Chunking attacks on Tarsnap (and others)
Ten years ago I wrote that it would require someone smarter than me to extract information from the way that Tarsnap splits data into chunks. Well, I never claimed to be the smartest person in the world! Working with Boris Alexeev and Yan X Zhang, I've just uploaded a paper to the Cryptology ePrint Archive describing a chosen-plaintext attack which would allow someone with access to the Tarsnap server (aka me, Amazon, or the NSA) or potentially someone with sufficient ability to monitor network traffic (e.g. someone watching your wifi transmissions) to extract Tarsnap's chunking parameters. We also present both known and chosen plaintext attacks against BorgBackup, and known plaintext attacks against Restic.EDIT: The paper is here. Once it's on the ePrint Archive I'll point to that copy instead, but I don't know exactly how long that will take.
And, of course, because Tarsnap is intended to be Online backups for the truly paranoid, I've released a new version of Tarsnap today (version 1.0.41) which contains mitigations for these attacks, bringing us back to "I can't see any computationally feasible attack"; but I'm also exploring possibilities for making the chunking provably secure.

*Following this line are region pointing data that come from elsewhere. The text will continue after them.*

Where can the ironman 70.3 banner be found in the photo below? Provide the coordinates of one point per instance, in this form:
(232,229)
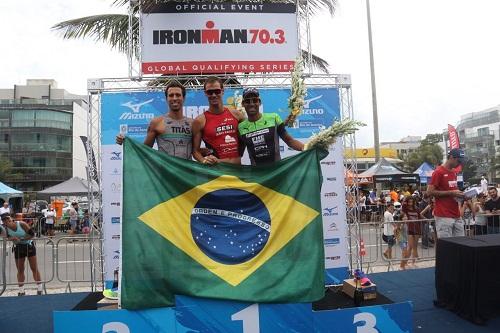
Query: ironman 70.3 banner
(219,37)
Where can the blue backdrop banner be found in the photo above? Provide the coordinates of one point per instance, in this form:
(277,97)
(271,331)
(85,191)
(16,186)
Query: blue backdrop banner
(130,112)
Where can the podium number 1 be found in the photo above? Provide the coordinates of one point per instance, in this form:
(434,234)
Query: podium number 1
(250,318)
(369,322)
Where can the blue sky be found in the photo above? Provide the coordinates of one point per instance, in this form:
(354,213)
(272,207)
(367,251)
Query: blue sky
(434,60)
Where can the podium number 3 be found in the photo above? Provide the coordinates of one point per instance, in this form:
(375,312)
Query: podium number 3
(250,318)
(369,322)
(116,327)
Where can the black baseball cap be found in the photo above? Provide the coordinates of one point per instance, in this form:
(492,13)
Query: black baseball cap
(250,92)
(457,153)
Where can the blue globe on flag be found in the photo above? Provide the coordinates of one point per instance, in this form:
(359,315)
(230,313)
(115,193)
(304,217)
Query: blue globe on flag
(230,226)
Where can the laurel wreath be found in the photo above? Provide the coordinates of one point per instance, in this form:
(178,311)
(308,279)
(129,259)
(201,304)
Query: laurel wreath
(328,136)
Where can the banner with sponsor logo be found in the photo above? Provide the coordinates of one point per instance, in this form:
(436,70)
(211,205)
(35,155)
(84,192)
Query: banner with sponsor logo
(221,37)
(131,112)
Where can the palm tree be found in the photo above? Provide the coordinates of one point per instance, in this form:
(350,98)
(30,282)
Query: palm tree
(112,29)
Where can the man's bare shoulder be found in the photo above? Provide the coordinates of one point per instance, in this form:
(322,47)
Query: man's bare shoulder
(200,120)
(238,115)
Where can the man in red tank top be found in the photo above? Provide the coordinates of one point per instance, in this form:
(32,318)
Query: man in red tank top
(217,127)
(443,186)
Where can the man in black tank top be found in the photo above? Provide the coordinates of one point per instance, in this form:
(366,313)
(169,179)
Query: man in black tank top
(172,131)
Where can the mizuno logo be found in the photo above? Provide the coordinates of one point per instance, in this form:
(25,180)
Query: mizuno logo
(136,108)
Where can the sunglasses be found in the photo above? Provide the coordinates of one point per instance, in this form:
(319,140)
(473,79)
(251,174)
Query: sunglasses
(211,92)
(253,100)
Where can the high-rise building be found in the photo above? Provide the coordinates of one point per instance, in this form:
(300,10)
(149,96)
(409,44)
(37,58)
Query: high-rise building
(42,129)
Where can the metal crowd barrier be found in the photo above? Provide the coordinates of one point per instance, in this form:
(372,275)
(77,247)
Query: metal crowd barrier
(414,242)
(62,262)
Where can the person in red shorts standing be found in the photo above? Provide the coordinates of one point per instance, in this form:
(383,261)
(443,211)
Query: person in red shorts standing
(217,127)
(443,187)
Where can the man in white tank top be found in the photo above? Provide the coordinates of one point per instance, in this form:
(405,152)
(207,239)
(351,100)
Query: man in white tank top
(171,131)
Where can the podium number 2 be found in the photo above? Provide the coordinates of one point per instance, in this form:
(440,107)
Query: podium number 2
(250,318)
(369,322)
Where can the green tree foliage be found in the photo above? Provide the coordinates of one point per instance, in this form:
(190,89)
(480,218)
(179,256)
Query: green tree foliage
(112,29)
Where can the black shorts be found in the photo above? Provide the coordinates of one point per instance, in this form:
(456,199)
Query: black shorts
(390,240)
(24,250)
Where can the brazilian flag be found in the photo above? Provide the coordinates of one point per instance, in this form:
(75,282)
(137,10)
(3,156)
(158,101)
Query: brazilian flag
(228,232)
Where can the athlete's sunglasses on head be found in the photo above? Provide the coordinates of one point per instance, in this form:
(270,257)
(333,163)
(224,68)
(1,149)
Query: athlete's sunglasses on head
(254,100)
(213,91)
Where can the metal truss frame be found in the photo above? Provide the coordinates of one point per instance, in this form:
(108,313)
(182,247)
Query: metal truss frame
(94,194)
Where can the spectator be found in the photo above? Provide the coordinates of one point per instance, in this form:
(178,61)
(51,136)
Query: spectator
(5,208)
(73,218)
(492,207)
(394,195)
(467,212)
(406,191)
(50,216)
(480,227)
(373,197)
(362,203)
(389,227)
(86,222)
(412,213)
(484,185)
(21,234)
(381,205)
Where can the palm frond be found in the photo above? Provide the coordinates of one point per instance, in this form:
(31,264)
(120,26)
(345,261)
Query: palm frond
(111,29)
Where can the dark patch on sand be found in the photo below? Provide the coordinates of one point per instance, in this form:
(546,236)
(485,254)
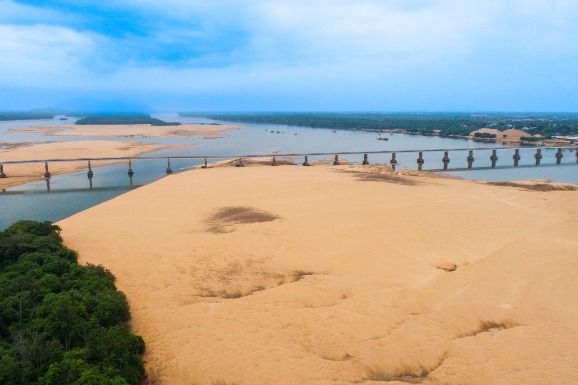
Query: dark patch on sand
(225,217)
(382,177)
(535,187)
(489,326)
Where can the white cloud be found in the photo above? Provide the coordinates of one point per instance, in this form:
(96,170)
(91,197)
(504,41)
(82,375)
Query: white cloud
(31,53)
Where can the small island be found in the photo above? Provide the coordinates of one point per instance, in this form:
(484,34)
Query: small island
(123,119)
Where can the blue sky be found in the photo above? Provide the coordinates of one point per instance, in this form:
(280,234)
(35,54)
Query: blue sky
(278,55)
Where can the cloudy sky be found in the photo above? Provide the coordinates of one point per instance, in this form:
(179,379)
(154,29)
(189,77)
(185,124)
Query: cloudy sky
(300,55)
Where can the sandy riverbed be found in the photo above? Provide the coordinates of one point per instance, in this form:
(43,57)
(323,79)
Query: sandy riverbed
(321,275)
(90,148)
(18,174)
(205,131)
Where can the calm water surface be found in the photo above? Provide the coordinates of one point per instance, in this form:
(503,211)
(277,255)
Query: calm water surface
(69,194)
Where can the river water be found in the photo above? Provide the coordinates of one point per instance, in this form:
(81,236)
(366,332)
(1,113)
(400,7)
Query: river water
(68,194)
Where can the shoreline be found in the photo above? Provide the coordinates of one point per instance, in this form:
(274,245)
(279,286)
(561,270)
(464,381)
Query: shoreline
(344,274)
(19,174)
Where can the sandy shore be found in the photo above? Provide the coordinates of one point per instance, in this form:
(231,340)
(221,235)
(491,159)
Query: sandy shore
(205,131)
(23,173)
(321,275)
(90,148)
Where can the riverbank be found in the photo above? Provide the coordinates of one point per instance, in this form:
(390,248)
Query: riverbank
(205,131)
(21,173)
(292,275)
(89,147)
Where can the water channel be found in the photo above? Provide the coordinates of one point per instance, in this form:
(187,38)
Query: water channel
(71,193)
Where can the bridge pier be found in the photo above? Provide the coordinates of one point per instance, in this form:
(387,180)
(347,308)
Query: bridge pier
(130,170)
(559,156)
(90,175)
(169,169)
(470,158)
(420,161)
(538,156)
(516,157)
(46,173)
(393,161)
(494,158)
(446,160)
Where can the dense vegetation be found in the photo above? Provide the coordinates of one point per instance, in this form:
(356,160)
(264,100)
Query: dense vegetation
(124,119)
(61,323)
(445,124)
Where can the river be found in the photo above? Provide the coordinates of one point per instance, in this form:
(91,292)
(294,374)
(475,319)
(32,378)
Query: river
(71,193)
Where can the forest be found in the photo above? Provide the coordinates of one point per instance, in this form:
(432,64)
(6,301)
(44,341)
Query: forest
(444,124)
(61,323)
(24,115)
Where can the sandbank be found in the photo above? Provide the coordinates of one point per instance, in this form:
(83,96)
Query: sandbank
(206,131)
(326,275)
(23,173)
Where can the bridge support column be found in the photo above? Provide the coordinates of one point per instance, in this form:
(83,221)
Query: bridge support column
(90,175)
(393,161)
(470,158)
(130,170)
(446,160)
(46,172)
(516,157)
(538,156)
(559,156)
(494,158)
(420,161)
(169,169)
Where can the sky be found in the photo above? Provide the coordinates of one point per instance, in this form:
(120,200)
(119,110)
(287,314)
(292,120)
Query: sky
(290,55)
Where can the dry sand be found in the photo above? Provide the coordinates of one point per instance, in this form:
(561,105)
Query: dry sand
(28,172)
(206,131)
(319,275)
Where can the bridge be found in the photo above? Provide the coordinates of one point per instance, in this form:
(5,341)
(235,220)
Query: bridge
(500,158)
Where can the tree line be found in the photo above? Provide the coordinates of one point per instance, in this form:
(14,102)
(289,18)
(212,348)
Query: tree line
(61,323)
(444,124)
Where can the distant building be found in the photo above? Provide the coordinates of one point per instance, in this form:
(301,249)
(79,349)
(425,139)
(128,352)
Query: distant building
(510,135)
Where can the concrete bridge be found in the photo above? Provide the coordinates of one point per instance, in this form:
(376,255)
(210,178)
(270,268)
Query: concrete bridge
(500,158)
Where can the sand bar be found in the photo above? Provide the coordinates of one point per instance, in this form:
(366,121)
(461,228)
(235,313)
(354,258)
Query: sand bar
(23,173)
(321,275)
(205,131)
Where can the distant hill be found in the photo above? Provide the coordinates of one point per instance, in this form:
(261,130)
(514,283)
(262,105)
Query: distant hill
(24,115)
(443,124)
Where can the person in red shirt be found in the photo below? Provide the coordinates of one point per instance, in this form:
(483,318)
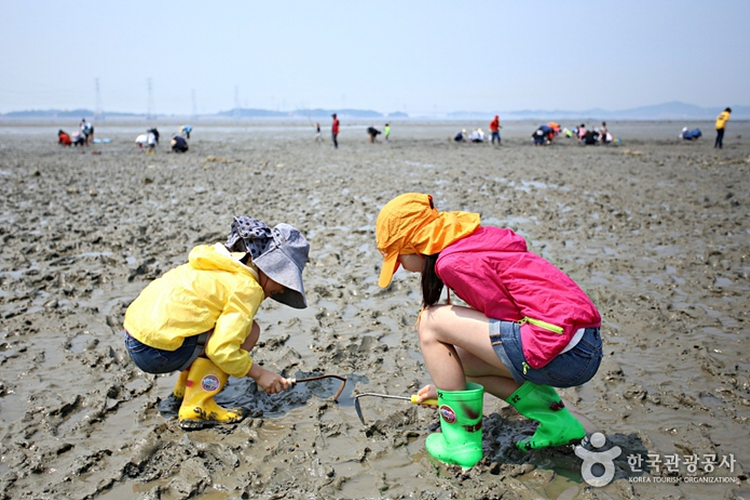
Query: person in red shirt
(335,131)
(495,130)
(63,139)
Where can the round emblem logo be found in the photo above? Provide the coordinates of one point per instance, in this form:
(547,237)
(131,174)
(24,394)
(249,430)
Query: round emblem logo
(210,383)
(447,414)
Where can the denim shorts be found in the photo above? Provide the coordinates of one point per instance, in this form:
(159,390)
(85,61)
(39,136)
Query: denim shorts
(152,360)
(572,368)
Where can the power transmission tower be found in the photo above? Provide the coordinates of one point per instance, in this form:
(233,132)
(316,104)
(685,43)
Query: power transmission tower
(150,113)
(99,112)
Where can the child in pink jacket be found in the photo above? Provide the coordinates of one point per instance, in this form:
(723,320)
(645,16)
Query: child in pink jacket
(529,327)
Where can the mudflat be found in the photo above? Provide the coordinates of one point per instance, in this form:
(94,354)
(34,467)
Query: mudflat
(654,229)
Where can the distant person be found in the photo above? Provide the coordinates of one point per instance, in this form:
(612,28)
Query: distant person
(721,123)
(335,131)
(581,132)
(141,140)
(78,138)
(604,135)
(690,135)
(152,139)
(476,136)
(155,132)
(63,138)
(179,144)
(87,129)
(542,135)
(555,130)
(495,130)
(590,138)
(373,133)
(318,137)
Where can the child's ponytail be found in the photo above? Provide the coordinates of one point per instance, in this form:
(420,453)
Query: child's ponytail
(432,285)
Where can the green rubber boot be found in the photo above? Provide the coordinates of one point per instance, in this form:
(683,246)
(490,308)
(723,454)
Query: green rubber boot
(460,441)
(557,426)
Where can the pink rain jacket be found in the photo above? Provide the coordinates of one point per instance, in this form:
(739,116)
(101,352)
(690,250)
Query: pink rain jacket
(493,272)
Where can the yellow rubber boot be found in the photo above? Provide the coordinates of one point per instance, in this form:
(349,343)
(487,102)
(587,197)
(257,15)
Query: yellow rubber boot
(199,409)
(179,386)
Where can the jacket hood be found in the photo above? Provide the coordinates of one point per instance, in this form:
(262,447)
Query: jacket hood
(218,258)
(488,238)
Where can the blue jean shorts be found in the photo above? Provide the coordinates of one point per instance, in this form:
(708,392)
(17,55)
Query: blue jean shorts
(572,368)
(152,360)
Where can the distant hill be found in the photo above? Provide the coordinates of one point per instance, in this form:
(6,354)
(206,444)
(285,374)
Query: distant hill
(668,111)
(56,113)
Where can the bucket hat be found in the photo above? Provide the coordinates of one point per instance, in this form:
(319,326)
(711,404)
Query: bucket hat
(283,261)
(410,223)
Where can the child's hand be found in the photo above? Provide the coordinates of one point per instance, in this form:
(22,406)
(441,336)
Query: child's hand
(271,382)
(427,392)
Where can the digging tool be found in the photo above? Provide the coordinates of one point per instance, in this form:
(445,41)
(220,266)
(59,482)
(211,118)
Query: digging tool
(295,381)
(412,399)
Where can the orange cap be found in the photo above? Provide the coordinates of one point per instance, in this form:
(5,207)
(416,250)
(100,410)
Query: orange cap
(410,223)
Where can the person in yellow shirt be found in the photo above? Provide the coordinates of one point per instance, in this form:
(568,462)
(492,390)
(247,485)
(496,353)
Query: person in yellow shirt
(721,122)
(198,318)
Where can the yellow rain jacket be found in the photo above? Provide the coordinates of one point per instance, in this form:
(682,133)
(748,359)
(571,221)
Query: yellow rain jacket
(213,290)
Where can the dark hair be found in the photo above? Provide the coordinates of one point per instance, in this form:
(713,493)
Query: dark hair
(432,285)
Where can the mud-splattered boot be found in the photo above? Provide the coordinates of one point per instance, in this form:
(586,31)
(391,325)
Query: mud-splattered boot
(460,441)
(179,386)
(557,426)
(199,409)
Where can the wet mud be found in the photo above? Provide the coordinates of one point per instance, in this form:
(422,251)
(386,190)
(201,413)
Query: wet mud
(654,230)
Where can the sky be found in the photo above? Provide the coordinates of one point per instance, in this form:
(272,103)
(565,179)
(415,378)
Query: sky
(417,57)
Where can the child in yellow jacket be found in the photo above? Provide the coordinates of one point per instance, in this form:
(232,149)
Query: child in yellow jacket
(198,318)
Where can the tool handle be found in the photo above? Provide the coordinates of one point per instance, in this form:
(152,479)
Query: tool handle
(426,402)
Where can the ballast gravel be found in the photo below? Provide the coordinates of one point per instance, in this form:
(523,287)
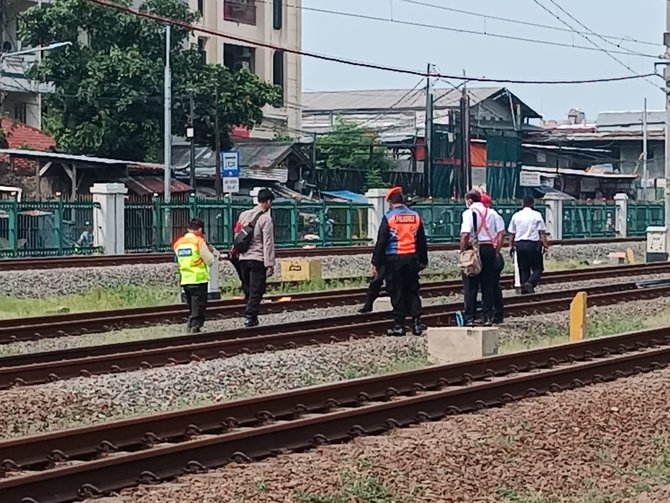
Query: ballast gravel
(163,331)
(101,398)
(599,444)
(73,281)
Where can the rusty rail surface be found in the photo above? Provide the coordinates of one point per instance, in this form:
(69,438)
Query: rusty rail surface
(37,368)
(85,462)
(162,258)
(24,329)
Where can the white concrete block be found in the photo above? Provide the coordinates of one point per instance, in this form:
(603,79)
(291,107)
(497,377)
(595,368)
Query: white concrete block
(458,344)
(382,304)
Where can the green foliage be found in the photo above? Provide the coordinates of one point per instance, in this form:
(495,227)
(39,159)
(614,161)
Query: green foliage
(108,97)
(352,146)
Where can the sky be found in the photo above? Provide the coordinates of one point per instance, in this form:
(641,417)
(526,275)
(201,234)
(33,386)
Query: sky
(399,45)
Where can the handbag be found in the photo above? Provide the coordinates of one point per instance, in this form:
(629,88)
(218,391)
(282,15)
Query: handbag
(469,260)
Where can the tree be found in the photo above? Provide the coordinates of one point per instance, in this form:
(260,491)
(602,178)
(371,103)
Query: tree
(108,85)
(352,146)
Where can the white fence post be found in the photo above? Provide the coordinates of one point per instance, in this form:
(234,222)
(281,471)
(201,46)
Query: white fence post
(554,216)
(621,221)
(109,217)
(378,206)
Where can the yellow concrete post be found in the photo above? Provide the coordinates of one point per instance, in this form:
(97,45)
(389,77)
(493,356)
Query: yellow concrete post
(578,317)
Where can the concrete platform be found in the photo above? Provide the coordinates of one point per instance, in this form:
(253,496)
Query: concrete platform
(458,344)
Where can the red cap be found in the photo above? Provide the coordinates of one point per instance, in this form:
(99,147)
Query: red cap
(392,191)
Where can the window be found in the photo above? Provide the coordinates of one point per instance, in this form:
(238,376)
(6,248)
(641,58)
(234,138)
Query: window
(277,14)
(240,11)
(202,48)
(278,71)
(236,57)
(21,112)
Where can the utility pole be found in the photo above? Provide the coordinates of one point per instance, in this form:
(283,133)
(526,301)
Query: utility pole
(666,75)
(428,140)
(218,183)
(167,131)
(190,132)
(644,151)
(465,135)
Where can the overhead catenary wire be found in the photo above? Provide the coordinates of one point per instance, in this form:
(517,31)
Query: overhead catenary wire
(360,64)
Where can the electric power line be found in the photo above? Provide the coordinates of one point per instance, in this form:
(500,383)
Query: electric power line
(587,38)
(524,23)
(360,64)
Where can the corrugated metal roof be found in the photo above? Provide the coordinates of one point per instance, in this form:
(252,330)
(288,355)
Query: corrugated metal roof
(146,185)
(383,99)
(629,121)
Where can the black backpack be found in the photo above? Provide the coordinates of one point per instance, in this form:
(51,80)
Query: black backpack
(242,240)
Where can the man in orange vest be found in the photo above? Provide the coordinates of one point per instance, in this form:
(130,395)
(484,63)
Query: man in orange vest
(194,257)
(403,250)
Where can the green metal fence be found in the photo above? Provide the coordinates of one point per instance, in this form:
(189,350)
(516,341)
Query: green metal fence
(585,220)
(442,221)
(154,226)
(642,215)
(43,228)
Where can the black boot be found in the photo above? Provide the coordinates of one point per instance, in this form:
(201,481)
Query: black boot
(397,331)
(251,321)
(418,328)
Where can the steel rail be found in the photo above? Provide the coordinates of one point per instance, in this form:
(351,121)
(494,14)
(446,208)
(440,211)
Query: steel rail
(37,368)
(80,261)
(256,428)
(13,330)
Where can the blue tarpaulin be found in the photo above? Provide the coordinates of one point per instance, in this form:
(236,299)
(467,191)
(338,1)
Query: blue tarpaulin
(347,195)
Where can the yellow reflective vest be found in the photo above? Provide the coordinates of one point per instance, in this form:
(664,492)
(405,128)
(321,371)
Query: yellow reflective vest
(192,267)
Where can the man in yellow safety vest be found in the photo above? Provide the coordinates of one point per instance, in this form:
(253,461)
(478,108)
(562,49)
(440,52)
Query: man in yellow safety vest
(194,256)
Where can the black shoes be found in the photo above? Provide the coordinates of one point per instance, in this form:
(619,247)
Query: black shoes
(397,331)
(250,321)
(418,329)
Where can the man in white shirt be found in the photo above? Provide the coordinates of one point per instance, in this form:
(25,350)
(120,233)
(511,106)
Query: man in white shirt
(529,241)
(485,224)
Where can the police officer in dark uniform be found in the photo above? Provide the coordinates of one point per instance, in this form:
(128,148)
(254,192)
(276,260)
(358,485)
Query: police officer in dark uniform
(403,250)
(377,284)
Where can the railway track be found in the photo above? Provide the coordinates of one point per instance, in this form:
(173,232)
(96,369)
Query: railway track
(14,330)
(87,462)
(38,368)
(80,261)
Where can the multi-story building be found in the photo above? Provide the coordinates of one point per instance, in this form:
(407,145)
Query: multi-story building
(19,95)
(275,22)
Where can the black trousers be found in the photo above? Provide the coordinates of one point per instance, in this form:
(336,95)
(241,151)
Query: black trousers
(485,280)
(402,282)
(254,283)
(375,287)
(196,299)
(530,261)
(498,302)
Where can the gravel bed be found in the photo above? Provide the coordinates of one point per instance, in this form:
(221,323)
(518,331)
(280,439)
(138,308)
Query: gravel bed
(60,282)
(159,331)
(596,444)
(83,400)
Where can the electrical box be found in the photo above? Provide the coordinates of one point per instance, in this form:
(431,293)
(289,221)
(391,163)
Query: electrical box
(656,248)
(300,270)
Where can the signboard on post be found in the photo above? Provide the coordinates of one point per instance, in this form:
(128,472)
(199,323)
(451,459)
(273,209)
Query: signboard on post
(231,184)
(529,179)
(230,163)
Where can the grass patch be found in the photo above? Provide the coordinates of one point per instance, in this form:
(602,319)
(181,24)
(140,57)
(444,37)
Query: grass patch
(355,487)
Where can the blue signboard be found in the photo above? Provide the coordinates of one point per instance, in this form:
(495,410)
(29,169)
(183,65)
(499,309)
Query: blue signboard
(230,163)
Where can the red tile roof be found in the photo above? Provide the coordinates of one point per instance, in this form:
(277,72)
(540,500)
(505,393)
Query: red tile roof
(21,135)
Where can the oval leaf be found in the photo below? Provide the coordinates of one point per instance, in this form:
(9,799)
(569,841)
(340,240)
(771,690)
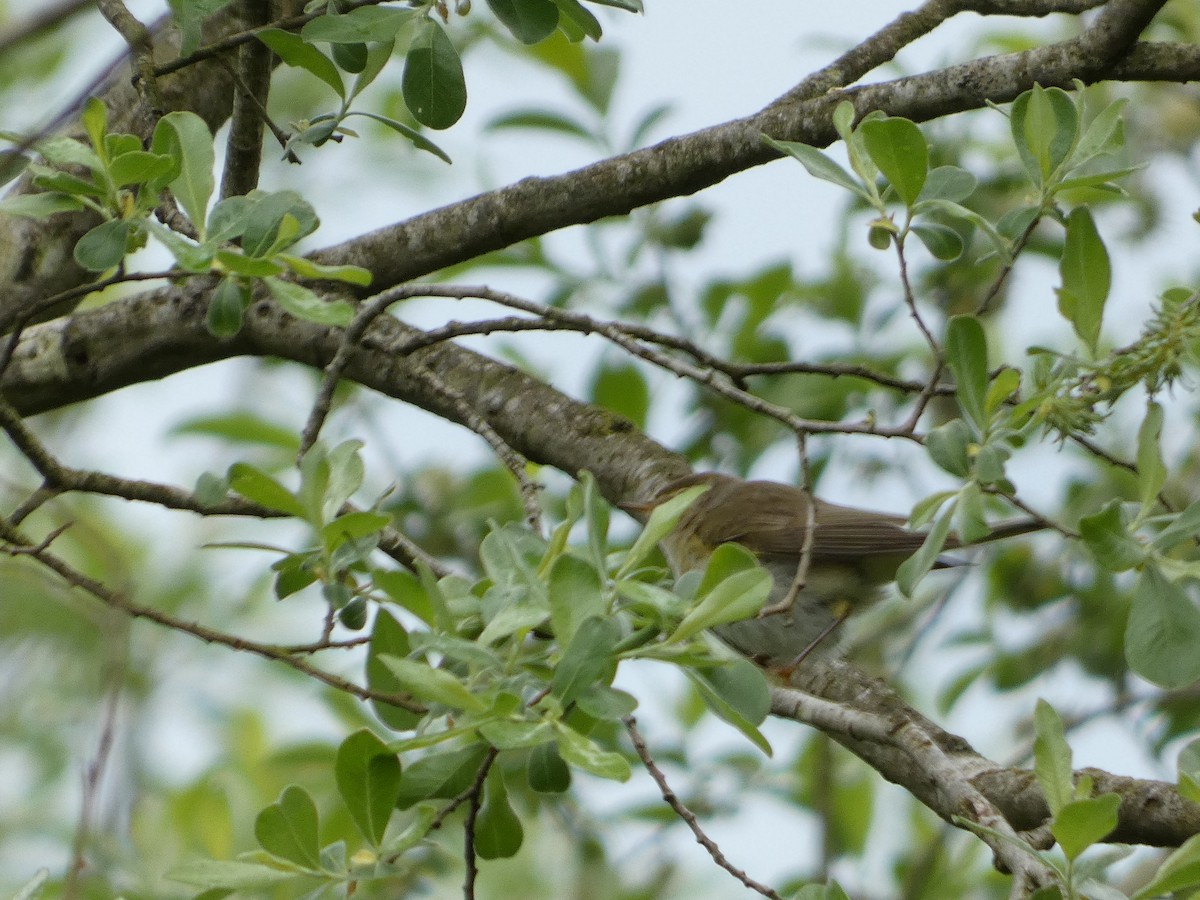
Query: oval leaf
(433,84)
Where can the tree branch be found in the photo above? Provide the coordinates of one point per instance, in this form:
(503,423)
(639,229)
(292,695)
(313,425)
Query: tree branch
(941,769)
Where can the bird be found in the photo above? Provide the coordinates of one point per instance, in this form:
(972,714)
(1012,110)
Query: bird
(853,553)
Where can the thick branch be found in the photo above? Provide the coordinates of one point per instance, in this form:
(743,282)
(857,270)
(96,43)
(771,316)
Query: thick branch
(685,165)
(1151,813)
(156,334)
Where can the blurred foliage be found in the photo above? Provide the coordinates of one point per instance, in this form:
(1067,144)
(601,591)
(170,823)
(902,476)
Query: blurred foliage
(1048,616)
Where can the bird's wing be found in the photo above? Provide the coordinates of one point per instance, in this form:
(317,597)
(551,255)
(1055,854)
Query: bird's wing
(771,520)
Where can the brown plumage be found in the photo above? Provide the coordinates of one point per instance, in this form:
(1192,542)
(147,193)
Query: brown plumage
(855,552)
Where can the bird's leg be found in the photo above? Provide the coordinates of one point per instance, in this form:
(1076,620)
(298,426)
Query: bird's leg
(841,615)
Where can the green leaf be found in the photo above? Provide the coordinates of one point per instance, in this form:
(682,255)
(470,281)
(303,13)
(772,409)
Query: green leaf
(604,702)
(295,52)
(989,463)
(966,354)
(288,828)
(349,57)
(304,304)
(916,567)
(899,150)
(408,592)
(419,141)
(1086,277)
(585,754)
(1104,135)
(346,475)
(435,685)
(105,245)
(529,21)
(516,733)
(948,183)
(69,153)
(441,775)
(546,772)
(1151,471)
(575,595)
(433,84)
(138,167)
(369,780)
(820,166)
(250,267)
(1182,527)
(972,523)
(1081,823)
(1163,633)
(1107,535)
(363,25)
(948,445)
(663,521)
(1188,766)
(737,693)
(40,205)
(256,485)
(1006,383)
(1180,871)
(622,388)
(184,137)
(595,513)
(1051,759)
(942,241)
(733,587)
(227,875)
(309,269)
(574,12)
(227,307)
(189,16)
(1045,125)
(498,832)
(587,659)
(274,221)
(95,121)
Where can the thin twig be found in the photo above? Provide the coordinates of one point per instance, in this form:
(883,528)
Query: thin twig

I'm sure many people reading this right now are asking the same question: Are my secrets safe? To this I have to say "almost certainly yes". The attack we have to leak Tarsnap's chunking parameters is a chosen plaintext attack — you would have to archive data provided to you by the attacker — and the chosen plaintext has a particular signature (large blocks of "small alphabet" data) which would show up on the Tarsnap server (I can't see your data, but I can see block sizes, and this sort of plaintext is highly compressible). Furthermore, even after obtaining Tarsnap's chunking parameters, leaking secret data would be very challenging, requiring an interactive attack which mixes chosen plaintext with your secrets.
Leaking known data (e.g. answering the question "is this machine archiving a copy of the FreeBSD 13.5-RELEASE amd64 dvd1.iso file") is possible given knowledge of the chunking parameters; but this doesn't particularly enhance an attacker's capabilities since an attacker who can perform a chosen plaintext attack (necessary in order to extract Tarsnap's chunking parameters) can already determine if you have a file stored, by prompting you to store it again and using deduplication as an oracle.
In short: Don't worry, but update to the latest version anyway.
Thanks to Boris Alexeev, Yan X Zhang, Kien Tuong Truong, Simon-Philipp Merz, Matteo Scarlata, Felix Gunther and Kenneth G. Paterson for their assistance. It takes a village.